The bill cuts funding for climate change-related programs by $49 million when compared to enacted fiscal 2010 levels. This includes blocking funding for the National Oceanic and Atmospheric Administration's climate service and eliminating President Obama's energy and climate change adviser, or "climate czar." Carol Browner, who previously held the position, has left the White House.
Here's more on the energy and water provisions in the bill, via a summary released by the House Appropriations Committee:
"The Energy and Water section is funded at $31.8 billion in the CR. This is a 10% reduction – or $3.6 billion – from the President’s fiscal year 2011 request, and a 5% reduction – or $1.7 billion – from fiscal year 2010 levels. These significant cuts further the House Republican commitment to deficit reduction and reining in the size of government, while at the same time protecting American security, providing support for private sector growth, and promoting a balanced national energy supply.
"The bill funds the Army Corps of Engineers at the President’s request level of $4.9 billion, supports existing applications for renewable energy loan guarantees at the Department of Energy, and provides a $697 million (7%) increase for the National Nuclear Security Administration to ensure adequate funding for critical components of our national defense."
And here's more on the interior and environment provisions in the bill:
"The CR includes $29.6 billion in discretionary funding in the Interior and Environment section of the bill, which is 8.1%, or $2.62 billion, below the fiscal year 2010 enacted level and 8.5%, or $2.8 billion, below the President’s request.

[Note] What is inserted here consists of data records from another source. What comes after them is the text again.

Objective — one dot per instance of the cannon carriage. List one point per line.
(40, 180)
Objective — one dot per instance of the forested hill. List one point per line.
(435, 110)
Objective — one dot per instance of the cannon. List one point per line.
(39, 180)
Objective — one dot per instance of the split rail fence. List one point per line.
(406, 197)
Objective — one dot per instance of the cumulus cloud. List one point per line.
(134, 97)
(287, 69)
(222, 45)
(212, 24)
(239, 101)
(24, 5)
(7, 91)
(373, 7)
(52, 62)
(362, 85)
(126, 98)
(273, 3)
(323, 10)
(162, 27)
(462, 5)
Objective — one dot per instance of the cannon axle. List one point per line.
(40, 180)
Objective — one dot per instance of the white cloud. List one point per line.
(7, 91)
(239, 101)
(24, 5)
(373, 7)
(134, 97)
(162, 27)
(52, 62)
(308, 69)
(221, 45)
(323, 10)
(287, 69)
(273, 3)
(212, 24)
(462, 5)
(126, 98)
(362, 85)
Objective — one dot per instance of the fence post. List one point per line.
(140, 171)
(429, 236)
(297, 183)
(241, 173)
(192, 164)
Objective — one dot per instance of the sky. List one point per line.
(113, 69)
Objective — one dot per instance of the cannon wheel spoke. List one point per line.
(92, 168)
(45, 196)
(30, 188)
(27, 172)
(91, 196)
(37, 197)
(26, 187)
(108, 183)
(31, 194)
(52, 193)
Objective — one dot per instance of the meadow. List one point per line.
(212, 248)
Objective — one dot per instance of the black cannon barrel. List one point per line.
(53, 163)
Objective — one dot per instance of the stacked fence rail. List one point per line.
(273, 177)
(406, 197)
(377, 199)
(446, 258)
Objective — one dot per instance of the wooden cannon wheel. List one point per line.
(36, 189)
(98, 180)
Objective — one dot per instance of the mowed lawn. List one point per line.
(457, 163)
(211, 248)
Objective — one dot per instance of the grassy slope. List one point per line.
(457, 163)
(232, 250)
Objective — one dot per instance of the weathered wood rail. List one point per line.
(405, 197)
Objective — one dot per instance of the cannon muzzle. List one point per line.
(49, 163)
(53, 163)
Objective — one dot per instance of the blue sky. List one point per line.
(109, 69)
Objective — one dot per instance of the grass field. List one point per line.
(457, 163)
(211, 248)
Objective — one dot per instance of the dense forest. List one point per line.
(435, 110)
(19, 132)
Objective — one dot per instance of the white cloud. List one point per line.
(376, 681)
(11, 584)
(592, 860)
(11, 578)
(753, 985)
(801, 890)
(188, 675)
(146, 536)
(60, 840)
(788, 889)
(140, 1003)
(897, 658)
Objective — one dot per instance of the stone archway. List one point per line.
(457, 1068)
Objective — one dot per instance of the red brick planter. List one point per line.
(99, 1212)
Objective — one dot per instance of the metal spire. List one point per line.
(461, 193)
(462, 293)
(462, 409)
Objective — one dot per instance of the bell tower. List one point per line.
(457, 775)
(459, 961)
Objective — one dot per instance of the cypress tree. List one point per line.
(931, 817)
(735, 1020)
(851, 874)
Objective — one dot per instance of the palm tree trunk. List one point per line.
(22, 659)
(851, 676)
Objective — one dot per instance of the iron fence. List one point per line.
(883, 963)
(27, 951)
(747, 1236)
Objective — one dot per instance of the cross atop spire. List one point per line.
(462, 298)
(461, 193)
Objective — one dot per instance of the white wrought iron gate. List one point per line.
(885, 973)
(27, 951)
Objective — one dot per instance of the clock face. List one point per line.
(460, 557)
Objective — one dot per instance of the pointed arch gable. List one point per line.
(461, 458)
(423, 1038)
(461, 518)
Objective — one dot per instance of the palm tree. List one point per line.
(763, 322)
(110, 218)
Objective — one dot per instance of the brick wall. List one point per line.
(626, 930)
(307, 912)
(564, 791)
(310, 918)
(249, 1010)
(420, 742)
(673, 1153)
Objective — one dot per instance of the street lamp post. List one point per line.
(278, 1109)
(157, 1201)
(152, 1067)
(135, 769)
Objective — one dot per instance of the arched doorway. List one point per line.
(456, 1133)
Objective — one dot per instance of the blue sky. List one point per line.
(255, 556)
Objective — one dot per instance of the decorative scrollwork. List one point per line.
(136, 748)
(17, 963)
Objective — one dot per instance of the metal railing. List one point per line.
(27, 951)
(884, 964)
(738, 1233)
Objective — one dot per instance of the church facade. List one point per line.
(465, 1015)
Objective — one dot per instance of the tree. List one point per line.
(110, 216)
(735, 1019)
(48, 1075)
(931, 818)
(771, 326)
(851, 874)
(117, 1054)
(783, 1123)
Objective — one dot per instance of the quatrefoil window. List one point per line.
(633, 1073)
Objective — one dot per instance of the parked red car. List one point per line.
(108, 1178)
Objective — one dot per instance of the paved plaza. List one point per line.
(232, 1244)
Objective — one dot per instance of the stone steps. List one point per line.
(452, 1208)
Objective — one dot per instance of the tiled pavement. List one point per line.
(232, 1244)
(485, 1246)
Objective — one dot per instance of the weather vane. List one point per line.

"The Environmental Protection Agency (EPA) is reduced by $1.6 billion, a 16% decrease from last year’s level. The cuts to the EPA alone represent 61% of the bill’s reduction compared to last year’s level. Funding levels for Land and Water Conservation Fund (land acquisition) programs are reduced $149 million (-33%), climate change funding bill-wide is cut by $49 million (-13%), and funding for the National Endowment for the Arts and the National Endowment for the Humanities is reduced by a combined $25 million from last year’s levels."